为解决上述问题,本发明得到了一种二硫化钒与黑磷复合电极材料,该材料具有高比表面积、高活性位点、高比容量的特点,纳米片层之间的孔隙可以缓冲活性材料在充放电过程中的体积变化,并能提高与电解液的接触面积,减小了离子传输路径,有利于电子/离子的快速转移,从而提高了电极材料的循环稳定性和倍率性能。此外,黑磷具有较高的比容量,稳定的热力学形式,较低的化学反应性,使其与二硫化钒纳米薄片复合,可以充分发挥两者的优势,同时,两者都具有良好的导电性,进一步提高了电极材料的电化学性能,并能保证其安全性。

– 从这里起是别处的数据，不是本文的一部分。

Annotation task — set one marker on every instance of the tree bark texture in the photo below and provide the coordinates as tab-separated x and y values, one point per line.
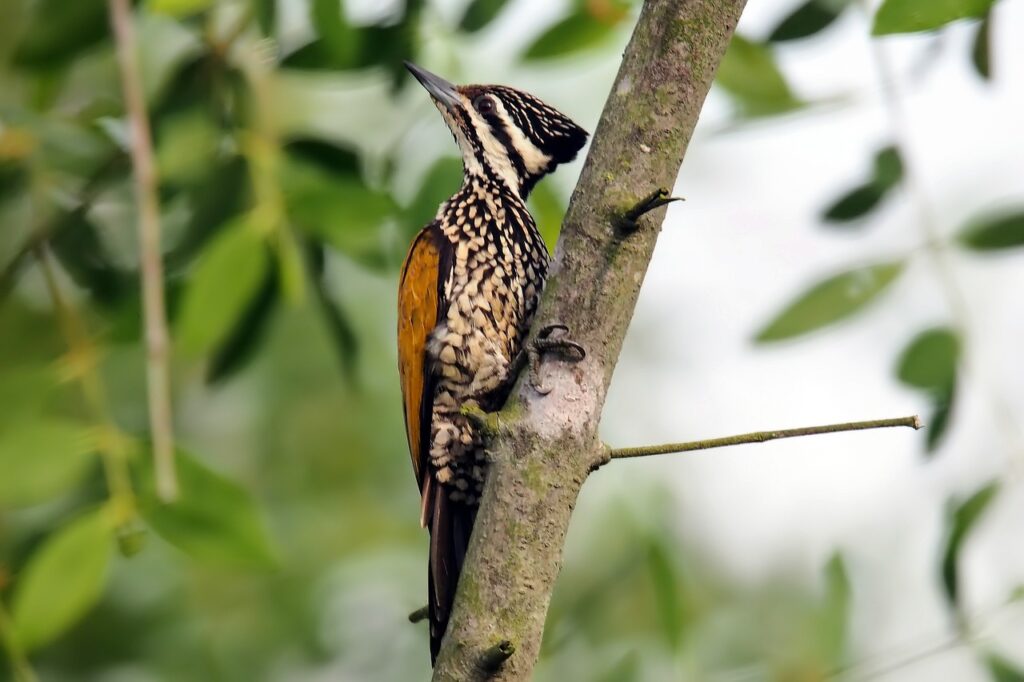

为达到上述目的,本发明通过以下技术方案实现,一种二硫化钒与黑磷复合电极材料的制备方法,首先对黑磷进行剥离;其次对二硫化钒进行剥离;最后将二硫化钒与黑磷进行复合得到二硫化钒与黑磷复合电极材料。
进一步的,对黑磷进行剥离的具体步骤为:将20mg黑磷加入到40ml的N-甲基吡咯烷酮(NMP)中,在冰浴中进行超声,然后1500r/min离心三次,分别取上清液,将得到的上清液合并并进行第四次10000r/min离心取沉淀。其中,超声是将团聚的纳米片层分离开、三次离心为取得已剥离出的黑磷纳米片,第四次高速离心时是将剥离出的黑磷纳米片进行收集。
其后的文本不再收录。